Google pays $2.6bn for data analytics firm

Data analytics M&A News North America

US – Alphabet’s Google has paid $2.6bn in cash for California-based business intelligence and data analytics company, Looker.

Google

Looker will join Google Cloud. Its chief executive, Thomas Kurian, is behind this purchase – his first since joining the company in November 2018 – and Alphabet’s biggest since it bought Nest in 2014.

Kurian said: “The combination of Google Cloud and Looker will enable customers to harness data in new ways to drive their digital transformation. We remain committed to our multi-cloud strategy and will retain and expand Looker’s capabilities to analyse data across Clouds.”

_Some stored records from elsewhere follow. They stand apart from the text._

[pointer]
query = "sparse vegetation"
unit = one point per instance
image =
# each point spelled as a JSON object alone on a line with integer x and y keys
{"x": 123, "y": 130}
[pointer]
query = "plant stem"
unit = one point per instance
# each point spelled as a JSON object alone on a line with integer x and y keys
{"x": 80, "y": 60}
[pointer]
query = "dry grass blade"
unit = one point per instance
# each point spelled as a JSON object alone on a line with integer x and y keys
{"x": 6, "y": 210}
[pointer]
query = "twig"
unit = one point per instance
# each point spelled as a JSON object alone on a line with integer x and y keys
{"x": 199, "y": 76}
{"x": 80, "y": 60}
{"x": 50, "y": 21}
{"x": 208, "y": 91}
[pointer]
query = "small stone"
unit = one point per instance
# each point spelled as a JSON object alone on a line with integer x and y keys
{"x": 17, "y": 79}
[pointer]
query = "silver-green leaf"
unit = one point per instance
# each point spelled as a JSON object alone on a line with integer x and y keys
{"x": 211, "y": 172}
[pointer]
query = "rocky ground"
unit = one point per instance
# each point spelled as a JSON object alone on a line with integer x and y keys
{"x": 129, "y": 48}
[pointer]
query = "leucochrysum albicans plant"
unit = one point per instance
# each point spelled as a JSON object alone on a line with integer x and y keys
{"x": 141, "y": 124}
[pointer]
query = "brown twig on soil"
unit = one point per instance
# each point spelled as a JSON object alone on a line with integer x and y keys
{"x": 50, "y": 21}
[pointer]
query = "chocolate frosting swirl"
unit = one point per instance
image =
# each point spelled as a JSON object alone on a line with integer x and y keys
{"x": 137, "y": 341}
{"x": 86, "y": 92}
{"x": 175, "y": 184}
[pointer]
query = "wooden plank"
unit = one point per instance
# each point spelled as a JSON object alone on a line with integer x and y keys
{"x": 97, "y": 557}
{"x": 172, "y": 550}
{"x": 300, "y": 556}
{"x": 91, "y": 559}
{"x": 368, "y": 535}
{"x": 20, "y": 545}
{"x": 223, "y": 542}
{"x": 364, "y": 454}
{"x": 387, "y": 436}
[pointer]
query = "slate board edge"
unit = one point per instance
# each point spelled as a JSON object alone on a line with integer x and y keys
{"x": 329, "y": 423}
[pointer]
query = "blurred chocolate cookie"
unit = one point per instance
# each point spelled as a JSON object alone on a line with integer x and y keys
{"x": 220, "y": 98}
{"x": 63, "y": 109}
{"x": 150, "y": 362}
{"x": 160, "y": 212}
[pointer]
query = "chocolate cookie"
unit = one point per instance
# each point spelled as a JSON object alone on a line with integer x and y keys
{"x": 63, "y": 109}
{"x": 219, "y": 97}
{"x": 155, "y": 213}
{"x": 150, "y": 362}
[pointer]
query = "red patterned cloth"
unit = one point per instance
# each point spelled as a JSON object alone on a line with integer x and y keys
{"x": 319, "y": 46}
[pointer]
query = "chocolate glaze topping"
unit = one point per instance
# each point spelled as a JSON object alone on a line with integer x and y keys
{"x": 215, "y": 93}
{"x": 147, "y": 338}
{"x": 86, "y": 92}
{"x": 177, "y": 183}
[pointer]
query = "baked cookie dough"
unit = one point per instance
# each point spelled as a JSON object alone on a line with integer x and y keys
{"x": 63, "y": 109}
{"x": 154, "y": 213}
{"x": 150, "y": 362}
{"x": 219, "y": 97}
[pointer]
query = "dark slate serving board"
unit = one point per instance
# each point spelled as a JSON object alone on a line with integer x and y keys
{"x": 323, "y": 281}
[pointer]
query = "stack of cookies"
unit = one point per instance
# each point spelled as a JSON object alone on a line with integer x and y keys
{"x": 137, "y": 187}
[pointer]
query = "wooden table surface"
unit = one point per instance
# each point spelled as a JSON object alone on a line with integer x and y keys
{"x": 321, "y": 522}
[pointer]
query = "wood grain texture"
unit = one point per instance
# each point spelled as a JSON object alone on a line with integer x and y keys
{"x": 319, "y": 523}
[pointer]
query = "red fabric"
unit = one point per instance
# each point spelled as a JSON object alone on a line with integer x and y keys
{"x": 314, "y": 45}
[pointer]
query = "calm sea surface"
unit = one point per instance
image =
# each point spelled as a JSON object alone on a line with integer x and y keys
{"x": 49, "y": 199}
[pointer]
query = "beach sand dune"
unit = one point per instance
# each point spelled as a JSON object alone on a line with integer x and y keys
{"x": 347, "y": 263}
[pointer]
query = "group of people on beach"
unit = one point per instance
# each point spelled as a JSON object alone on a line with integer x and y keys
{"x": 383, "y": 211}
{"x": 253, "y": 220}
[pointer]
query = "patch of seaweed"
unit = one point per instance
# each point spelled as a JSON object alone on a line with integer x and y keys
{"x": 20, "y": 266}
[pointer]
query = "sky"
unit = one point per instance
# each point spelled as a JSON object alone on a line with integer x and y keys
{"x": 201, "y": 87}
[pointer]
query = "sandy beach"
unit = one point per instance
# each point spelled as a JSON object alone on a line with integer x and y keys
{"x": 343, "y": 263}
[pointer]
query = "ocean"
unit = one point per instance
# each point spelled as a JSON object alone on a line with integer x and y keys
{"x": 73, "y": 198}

Looker was founded in 2012, employs about 800 people and has raised $281m in venture capital. It shares more than 350 customers including Buzzfeed, Hearst, King and WPP Essence. Its chief executive, Frank Bien, is expected to stay at Google.

Bien added: “We’ll have greater reach, more resources, and the brightest minds in both analytics and cloud infrastructure working together to build an exciting path forward for our customers and partners. Together, we are reinventing what it means to solve business problems with data at an entirely different scale and value point.”

Amazon and Microsoft lead the cloud market – accounting for 32% and 13.7% respectively – with Google in third place at 7.6%, according to Canalys.

IDC put the worldwide revenue of big data and business analytics at £166bn in 2017 – up 11.7%.